Since their 2013 debut album, No Regerts, Chastity Belt have been celebrating girlhood in all its irreverence. Borrowing heavily from rrriot-girl predecessors like Sleater-Kinney, the band have toed the line between bold and brazen for most of their career, each of their songs flecked with mischief and bursting with righteous, feminist anger. Their latest work, however, a self-titled 10-track album which dropped on Sept. 20, reveals a gentler and more mature side of the band as the foursome reckons with their impending adulthood.

“Ann’s Jam,” the album’s lush and plaintive opener, finds its narrator recalling a road trip she took more than a decade ago. Frontwoman Julia Shaprio’s once-brassy vocals soften as she sings “We were driving South in your parents’ car / Singing out loud to scratched CDs.” 

Shapiro muses about her younger self with fondness, empathy, and perhaps jealousy, singing, “It was clear then, the sea before the storm / Now there’s a thick fog around everything / And I just kill time by dreading everything / But in that moment, life felt significant.”
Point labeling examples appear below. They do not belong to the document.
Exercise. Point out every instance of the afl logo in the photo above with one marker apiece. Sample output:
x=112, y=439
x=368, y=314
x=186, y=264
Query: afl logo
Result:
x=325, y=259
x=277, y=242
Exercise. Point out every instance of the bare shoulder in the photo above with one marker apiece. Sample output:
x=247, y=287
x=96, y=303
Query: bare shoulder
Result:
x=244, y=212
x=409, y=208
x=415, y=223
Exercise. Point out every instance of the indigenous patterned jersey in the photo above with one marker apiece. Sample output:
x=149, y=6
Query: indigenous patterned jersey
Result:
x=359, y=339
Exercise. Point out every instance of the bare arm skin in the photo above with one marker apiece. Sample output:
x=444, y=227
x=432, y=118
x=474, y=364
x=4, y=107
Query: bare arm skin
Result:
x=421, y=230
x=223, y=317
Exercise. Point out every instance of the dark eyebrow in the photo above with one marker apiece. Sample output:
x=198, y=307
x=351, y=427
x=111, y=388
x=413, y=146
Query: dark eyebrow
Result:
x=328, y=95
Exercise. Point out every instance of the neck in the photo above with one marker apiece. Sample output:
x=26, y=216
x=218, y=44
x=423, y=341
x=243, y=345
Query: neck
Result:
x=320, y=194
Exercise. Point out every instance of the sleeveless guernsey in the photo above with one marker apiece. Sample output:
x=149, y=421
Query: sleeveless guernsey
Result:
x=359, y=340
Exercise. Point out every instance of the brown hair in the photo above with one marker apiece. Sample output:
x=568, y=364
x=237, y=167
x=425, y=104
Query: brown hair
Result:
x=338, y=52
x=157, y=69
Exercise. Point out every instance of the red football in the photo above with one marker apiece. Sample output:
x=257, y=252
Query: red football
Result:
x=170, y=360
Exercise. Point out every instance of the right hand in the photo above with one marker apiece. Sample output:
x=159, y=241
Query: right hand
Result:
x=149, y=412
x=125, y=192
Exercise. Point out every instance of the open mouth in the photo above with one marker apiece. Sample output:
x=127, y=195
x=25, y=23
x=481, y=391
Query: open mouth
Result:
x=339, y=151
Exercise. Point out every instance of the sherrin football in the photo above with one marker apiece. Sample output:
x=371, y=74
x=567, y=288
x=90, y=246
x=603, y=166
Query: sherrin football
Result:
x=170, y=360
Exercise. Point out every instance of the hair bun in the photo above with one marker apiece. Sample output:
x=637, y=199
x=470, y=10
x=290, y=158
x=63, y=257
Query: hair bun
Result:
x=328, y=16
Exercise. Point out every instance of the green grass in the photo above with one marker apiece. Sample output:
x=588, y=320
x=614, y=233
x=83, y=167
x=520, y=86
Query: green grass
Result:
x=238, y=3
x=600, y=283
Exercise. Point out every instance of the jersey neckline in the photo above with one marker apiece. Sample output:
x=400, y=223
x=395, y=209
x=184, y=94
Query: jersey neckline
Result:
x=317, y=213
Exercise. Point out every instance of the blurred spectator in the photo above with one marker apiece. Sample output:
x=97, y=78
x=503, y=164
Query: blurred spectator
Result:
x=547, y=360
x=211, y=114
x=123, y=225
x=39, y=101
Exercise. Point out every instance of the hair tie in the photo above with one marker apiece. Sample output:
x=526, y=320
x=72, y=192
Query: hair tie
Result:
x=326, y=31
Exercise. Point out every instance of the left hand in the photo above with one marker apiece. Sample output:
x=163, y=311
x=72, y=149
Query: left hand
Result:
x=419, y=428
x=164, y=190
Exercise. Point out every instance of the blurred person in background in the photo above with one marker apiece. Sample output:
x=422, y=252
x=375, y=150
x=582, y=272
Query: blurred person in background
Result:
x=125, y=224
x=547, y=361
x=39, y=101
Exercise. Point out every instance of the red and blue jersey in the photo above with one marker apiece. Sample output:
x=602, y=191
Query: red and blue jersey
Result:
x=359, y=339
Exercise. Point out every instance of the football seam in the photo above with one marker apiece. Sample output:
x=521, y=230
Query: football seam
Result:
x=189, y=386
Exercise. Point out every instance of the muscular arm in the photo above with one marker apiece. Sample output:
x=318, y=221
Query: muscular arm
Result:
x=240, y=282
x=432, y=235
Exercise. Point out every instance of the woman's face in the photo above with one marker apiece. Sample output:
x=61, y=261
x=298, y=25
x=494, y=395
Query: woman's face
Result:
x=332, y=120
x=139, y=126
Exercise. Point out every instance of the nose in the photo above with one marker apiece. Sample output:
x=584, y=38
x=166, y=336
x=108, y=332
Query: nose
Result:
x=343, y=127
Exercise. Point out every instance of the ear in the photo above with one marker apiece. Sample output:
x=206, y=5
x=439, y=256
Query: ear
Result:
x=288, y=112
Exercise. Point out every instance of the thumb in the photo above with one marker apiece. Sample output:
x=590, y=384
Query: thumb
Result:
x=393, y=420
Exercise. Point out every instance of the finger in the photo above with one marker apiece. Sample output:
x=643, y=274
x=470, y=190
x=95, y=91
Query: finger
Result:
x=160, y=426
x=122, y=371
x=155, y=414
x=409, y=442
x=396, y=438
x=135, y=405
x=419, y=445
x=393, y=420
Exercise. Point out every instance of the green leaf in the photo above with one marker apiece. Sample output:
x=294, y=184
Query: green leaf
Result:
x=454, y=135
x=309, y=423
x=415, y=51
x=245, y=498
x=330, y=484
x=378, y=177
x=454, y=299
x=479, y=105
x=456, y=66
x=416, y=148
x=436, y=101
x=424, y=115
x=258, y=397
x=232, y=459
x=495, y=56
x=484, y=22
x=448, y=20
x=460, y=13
Indeed, the album’s greatest success lies ultimately in its awareness of the gravity of growing up. Shapiro’s lyrics radiate with courage as she reckons with the reality that, even after so much evolution, there’s always more growing to do. The album’s closer “Pissed Pants” is a sparse and ambiguous number whose ominous noise harkens back to earlier albums. “Yeah, I saw it coming / I saw it coming, and now it’s gone” sings Shapiro remorsefully before her voice is shrouded by the static, fuzzy guitar.                 

Preoccupied with the past though it may be, Chastity Belt marks the start of a new chapter for the Washington band as they settle into a fuller, more developed sound. Gone are the adolescent larks, but the youthful spirit still remains.